Monday, February 13, 2012

Free will as a structuring cause of our actions

The definitions and examples of causation in my last blog were an arbitrary selection just for showing that one has to define what cause means in order to be able to answer the question whether there is a free will. Although the selection was not systematic, I think that it makes sense to have a closer look at the chosen instances.
Hempel defined cause as the relevant set of circumstances and events of the phenomenon to be explained. This definition is generally used in the natural sciences. In our case of the free will, we have an action (the phenomenon to be explained), which has to be an effect of one or more natural laws (according to Hempel’s theory) and a relevant set of circumstances and events. The place of the free will will be then among the latter. However, also the free will is a phenomenon to be explained. In a Hempelian approach we have to show then that the free will (= a supposedly free decision) follows from one or more general laws and a set of relevant circumstances and events. In this approach the free will debate must evolve around the question whether there are such laws and if so what the relevant circumstances are that lead to the allegedly free decision. Without further argumentation, I guess it’s not the right approach.
Let me take now the three concrete cases in my last blog. I presented them in order to show that the answer to the question “what causes what?” is often a matter of perspective and, as in the cases presented, often also a matter of social rules. In one case a dog caused an accident because it suddenly crossed the street. However, in the other case it is not the woman crossing the street who caused the accident but the motorist. The difference is in the rule that says that motorists need not to give priority to street crossing dogs but has to do so to people crossing the street on pedestrian crossings. The last instance (the ship that runs onto a rock) is even more complicated since it presents a mixture of social rules (a ship has to follow the prescribed safe channel) and natural facts (unexpected obstacles) and both together (sea maps are supposed to be correct). The upshot to be drawn from these cases is that it is not only important to employ an appropriate definition of “cause”, but also to say what “free will” actually means. Moreover, it is possible that a free will exists from one viewpoint and doesn’t from another one. Or maybe it is so that the free will is not a one-dimensional phenomenon.

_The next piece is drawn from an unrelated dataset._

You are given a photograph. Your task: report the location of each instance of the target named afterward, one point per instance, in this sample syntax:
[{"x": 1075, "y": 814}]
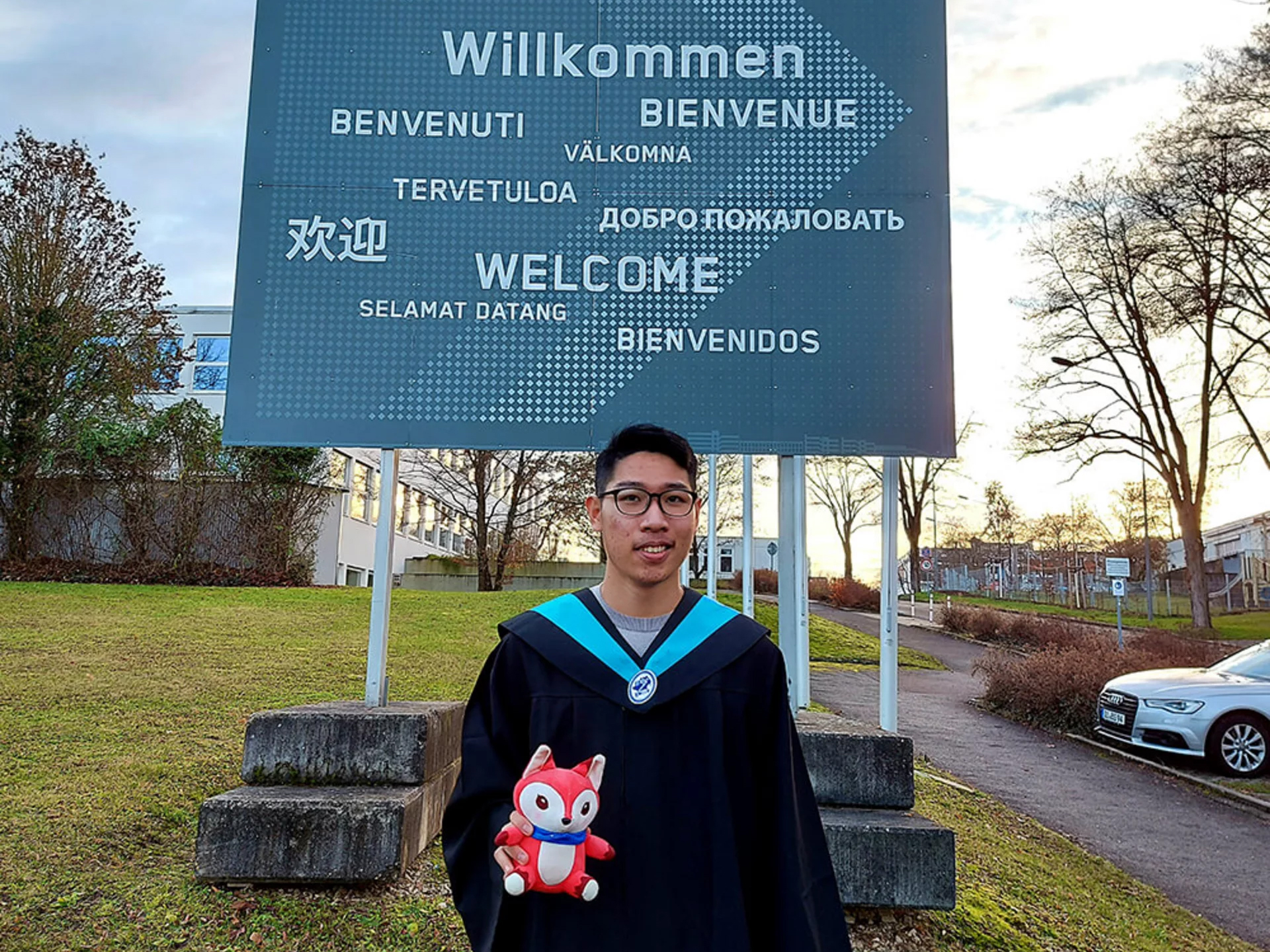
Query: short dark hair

How about the idea that a cause is the phenomenon that tipped the balance to produce a certain effect? This type of cause is the same as what Dretske called the triggering cause. In fact, it needs a structuring cause as a background in order to be effective. I think that this combination of triggering cause and structuring cause – so Dretske’s approach – is the best option for explaining what it means to say that we have a free will and for explaining how it works (probably in combination with the idea that the free will is a multidimensional or multifacetal phenomenon). This is so because the combination of triggering and structuring cause fits best the way the human body works. In this blog I can substantiate my point only with an example. I am skating on a lake and the ice is good. It allows me to make perfect gliding strikes: to the left, to the right, and so on. Is it my free will that I make perfect strikes? Yes and no. I have learned how to skate and I know how to make perfect gliding strikes and I can show them to you. But when I am skating there, I look at the landscape, enjoy the skating and give no attention to my strikes. It’s an automatism. But, as said, it’s a learned automatism. It was my free will to learn ice-skating well and to learn to make perfect gliding strikes. Then one can say that by learning to skate I structured my body that way that I can make perfect strikes, on purpose and automatically. It is my free will to skate there on the lake and to make there perfect gliding strikes, if possible. My free will functions sometimes as a structuring cause of my skating perfectly and sometimes as a triggering cause of it, and sometimes it’s a mixture of both. This is just an example, but I guess that if we want to solve the free will problem, we must not only look for a free will that somehow tips the balance of what we do, but we have to realize also that the free will can be and often is something that intentionally structured our body that way that at the right moment the body acts automatically and unconsciously as if we didn’t have such a will.